The government’s effort to privatise Air India came to an abrupt halt as it received zero bids from potential players until Thursday, the last day to submit expression of interest in the national carrier. The government will now go back to the drawing board to revise some of the key terms of its stake sale.
The group of ministers, or the Air India Specific Alternate Mechanism, constituted to prepare a strategy for disinvestment of the national carrier is expected to meet within “a couple of weeks” to chalk out the future course of action. The government had aimed at completing the transaction by the end of the calendar year, which it is set to miss.
“As informed by the Transaction Adviser, no response has been received for the Expression of Interest floated for the strategic disinvestment of Air India. Further course of action will be decided appropriately,” the Ministry of Civil Aviation posted on Twitter.

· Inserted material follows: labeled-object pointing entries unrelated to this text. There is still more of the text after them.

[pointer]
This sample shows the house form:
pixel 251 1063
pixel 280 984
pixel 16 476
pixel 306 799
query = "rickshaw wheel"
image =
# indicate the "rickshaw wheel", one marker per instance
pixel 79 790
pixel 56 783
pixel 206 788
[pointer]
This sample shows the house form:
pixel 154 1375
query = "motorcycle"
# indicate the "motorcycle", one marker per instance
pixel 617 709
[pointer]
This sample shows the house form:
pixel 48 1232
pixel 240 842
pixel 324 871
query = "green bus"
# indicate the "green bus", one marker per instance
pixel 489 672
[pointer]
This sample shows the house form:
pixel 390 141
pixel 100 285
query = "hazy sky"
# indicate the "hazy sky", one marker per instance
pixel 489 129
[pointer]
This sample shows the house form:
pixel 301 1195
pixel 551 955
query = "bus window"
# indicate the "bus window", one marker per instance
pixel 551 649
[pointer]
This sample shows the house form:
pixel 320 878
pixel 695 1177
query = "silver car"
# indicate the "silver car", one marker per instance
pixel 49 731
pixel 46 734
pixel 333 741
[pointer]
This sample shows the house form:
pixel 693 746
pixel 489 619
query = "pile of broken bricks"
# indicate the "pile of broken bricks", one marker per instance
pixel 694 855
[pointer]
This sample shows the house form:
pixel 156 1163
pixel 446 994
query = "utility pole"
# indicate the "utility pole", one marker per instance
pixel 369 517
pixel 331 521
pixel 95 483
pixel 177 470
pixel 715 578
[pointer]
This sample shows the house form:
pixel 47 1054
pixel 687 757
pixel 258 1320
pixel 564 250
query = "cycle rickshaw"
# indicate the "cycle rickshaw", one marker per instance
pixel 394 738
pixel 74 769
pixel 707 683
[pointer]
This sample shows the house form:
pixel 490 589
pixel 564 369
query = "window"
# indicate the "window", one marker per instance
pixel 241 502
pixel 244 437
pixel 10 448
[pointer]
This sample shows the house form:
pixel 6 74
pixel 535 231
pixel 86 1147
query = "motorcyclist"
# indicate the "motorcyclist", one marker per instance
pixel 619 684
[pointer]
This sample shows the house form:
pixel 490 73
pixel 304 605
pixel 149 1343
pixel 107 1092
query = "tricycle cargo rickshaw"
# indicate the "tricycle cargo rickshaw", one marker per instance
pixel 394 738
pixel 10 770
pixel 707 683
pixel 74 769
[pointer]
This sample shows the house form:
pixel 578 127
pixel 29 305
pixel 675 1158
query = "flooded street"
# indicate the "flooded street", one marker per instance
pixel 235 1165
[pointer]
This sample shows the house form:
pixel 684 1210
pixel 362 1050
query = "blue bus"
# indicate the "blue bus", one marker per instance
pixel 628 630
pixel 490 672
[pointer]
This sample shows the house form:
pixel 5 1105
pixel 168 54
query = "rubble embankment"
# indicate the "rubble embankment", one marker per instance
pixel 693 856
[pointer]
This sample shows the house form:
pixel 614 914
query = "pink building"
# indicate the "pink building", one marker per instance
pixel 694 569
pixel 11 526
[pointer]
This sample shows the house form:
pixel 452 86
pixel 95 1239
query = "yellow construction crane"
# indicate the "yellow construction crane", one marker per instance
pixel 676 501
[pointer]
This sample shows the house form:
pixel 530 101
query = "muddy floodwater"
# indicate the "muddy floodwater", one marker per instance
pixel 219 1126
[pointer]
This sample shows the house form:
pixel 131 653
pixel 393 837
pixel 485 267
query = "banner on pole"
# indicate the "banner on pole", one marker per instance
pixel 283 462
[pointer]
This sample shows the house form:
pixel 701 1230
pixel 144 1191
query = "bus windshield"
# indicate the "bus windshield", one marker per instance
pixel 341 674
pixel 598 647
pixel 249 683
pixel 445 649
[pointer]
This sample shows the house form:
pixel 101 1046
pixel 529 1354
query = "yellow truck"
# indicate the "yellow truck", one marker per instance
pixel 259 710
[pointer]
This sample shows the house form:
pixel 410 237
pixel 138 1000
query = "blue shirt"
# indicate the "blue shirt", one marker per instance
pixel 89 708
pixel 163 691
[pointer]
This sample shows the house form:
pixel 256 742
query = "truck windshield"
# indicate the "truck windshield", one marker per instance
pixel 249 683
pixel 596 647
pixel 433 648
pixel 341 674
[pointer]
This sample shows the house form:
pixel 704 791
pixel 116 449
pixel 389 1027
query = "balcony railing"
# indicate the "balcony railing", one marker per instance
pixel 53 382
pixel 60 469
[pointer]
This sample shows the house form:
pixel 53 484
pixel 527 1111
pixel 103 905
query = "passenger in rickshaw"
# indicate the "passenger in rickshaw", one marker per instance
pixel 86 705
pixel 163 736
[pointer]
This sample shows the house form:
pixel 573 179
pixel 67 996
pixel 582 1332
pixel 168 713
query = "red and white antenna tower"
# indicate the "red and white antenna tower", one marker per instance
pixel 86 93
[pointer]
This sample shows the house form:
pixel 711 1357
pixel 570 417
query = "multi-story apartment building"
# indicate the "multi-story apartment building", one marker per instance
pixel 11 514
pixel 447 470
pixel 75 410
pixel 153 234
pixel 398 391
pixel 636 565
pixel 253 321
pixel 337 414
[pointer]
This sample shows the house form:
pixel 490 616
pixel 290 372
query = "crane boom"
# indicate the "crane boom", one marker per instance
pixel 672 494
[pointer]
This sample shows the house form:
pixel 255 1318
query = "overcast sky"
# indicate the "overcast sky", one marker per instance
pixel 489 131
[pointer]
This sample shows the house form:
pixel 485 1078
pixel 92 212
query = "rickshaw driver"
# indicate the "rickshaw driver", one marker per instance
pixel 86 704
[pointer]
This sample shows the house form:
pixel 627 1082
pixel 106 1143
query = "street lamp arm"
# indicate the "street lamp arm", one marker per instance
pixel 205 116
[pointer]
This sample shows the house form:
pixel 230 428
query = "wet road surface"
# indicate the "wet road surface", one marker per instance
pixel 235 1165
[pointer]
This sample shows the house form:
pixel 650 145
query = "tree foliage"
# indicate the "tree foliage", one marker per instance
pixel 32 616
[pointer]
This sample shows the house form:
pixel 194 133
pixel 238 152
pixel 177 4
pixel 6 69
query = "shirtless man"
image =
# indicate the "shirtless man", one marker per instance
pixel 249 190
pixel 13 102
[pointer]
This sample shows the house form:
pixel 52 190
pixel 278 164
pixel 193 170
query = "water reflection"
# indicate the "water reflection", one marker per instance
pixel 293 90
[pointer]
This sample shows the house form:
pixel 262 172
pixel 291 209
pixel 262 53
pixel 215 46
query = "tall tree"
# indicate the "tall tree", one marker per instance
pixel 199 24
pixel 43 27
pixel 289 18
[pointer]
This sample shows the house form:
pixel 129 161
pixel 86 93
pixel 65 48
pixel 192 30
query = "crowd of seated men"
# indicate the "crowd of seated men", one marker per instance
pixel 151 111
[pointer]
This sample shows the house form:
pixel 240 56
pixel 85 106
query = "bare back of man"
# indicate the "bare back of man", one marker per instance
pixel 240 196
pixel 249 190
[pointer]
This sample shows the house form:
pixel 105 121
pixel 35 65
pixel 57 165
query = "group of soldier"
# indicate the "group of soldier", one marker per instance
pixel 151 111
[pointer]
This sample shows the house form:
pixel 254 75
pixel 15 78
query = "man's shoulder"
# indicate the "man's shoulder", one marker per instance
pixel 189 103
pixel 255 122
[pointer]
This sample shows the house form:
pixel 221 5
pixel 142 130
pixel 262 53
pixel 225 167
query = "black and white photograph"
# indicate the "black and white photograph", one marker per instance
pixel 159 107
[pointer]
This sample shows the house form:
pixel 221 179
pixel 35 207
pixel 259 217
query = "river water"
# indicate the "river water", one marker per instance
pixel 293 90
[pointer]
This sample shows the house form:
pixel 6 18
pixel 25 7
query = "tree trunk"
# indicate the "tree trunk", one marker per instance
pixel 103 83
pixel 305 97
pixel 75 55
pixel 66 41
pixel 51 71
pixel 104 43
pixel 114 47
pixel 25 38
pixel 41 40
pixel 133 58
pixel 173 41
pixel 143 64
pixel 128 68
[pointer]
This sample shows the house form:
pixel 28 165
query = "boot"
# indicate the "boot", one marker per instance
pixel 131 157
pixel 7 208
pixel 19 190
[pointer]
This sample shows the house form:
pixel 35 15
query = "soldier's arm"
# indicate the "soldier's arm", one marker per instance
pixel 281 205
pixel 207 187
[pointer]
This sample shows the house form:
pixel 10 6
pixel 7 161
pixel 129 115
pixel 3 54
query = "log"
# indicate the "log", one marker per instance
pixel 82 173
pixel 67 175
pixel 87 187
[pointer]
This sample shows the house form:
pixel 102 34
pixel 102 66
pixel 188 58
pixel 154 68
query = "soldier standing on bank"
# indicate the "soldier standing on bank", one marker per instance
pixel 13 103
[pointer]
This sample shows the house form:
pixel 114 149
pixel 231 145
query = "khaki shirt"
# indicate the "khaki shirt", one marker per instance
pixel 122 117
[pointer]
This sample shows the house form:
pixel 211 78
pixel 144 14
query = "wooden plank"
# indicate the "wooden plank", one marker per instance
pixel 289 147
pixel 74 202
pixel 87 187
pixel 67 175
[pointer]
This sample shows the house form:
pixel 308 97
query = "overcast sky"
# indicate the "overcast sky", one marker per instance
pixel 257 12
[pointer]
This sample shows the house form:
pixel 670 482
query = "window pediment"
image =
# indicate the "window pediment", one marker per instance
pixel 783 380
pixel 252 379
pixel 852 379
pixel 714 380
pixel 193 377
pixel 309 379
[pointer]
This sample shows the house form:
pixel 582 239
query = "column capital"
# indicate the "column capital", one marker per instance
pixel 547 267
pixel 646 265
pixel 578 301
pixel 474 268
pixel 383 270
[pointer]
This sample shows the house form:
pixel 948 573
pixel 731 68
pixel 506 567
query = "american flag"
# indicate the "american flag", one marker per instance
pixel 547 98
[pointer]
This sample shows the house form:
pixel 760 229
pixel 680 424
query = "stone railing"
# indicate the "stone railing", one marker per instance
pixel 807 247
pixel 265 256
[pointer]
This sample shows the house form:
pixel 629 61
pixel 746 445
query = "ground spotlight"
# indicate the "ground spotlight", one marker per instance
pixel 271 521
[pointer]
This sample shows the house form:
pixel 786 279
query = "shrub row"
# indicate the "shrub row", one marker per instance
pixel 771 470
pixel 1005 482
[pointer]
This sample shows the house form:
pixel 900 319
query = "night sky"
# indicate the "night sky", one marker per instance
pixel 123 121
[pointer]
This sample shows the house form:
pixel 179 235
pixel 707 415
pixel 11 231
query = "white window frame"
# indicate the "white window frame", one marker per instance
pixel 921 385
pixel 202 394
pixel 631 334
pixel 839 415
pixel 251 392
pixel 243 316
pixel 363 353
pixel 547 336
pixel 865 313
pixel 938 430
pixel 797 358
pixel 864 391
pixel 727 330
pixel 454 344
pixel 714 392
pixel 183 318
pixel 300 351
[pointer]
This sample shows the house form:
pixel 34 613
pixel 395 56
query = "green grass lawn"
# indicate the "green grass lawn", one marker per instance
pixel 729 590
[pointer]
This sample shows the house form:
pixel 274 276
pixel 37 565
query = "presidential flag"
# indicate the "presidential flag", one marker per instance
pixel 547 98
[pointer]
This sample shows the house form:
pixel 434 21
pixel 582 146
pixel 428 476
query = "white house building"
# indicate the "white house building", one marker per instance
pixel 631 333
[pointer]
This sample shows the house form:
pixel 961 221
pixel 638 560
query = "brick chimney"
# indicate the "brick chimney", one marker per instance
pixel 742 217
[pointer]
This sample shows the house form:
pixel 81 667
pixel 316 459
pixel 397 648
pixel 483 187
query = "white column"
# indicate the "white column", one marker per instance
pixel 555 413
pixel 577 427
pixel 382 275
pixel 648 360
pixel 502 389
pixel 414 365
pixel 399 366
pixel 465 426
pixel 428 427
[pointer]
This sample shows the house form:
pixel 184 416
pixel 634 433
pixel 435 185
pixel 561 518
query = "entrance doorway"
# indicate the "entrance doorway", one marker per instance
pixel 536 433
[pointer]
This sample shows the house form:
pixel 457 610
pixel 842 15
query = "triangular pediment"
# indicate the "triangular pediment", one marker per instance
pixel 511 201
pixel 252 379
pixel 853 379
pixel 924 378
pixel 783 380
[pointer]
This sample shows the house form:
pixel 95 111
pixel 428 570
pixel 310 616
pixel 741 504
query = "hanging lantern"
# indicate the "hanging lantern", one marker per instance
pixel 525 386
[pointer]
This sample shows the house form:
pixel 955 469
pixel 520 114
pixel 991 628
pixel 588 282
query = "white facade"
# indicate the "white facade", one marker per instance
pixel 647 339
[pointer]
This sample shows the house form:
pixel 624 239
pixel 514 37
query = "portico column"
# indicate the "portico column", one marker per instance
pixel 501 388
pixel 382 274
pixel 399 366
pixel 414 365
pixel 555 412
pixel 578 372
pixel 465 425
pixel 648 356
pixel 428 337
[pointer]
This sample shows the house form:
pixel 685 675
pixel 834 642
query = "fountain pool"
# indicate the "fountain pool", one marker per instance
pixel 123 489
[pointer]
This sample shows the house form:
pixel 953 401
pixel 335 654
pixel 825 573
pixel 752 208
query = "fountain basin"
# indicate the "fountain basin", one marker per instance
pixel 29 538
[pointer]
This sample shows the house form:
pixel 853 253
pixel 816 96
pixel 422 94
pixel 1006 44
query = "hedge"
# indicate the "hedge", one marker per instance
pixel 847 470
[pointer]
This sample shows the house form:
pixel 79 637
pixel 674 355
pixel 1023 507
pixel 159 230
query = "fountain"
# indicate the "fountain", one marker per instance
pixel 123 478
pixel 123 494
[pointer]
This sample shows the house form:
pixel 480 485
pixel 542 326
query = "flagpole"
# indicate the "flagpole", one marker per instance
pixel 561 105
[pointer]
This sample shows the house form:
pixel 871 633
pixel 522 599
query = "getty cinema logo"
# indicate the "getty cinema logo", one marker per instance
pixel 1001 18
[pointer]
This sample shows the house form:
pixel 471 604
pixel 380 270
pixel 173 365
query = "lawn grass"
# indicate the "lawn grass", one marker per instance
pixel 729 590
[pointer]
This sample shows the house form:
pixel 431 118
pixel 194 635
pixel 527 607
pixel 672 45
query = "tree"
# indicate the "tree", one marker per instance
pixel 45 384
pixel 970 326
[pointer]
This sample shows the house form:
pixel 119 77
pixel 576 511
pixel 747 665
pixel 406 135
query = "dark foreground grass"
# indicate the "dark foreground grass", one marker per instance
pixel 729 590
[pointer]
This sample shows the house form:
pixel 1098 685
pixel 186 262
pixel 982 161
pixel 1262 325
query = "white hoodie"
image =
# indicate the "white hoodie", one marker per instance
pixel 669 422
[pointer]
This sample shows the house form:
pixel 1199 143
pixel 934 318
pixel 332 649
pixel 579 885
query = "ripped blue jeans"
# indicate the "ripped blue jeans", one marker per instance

In March, the government made public the broad contours of Air India’s disinvestment and invited bids.
It proposed to sell 76% of Air India along with low-cost subsidiary Air India Express and a 50% stake in AISATS, a ground-handling joint venture with Singapore Airport Terminal Services, as a single entity.
The new owner will have to take the debt and current liabilities of ₹33,392 crore, while the government will park nearly ₹25,000 crore in a special purpose vehicle.
“The current bid process can’t proceed and we would have to take a call on the future course of action. There would be a rethink on the terms of the bid, because the recent architecture has obviously not worked,” Secretary, Civil Aviation, R.N. Choubey told reporters.
He expressed surprise at the lack of any interest in Air India and said the government was “looking forward to a better participation than this.”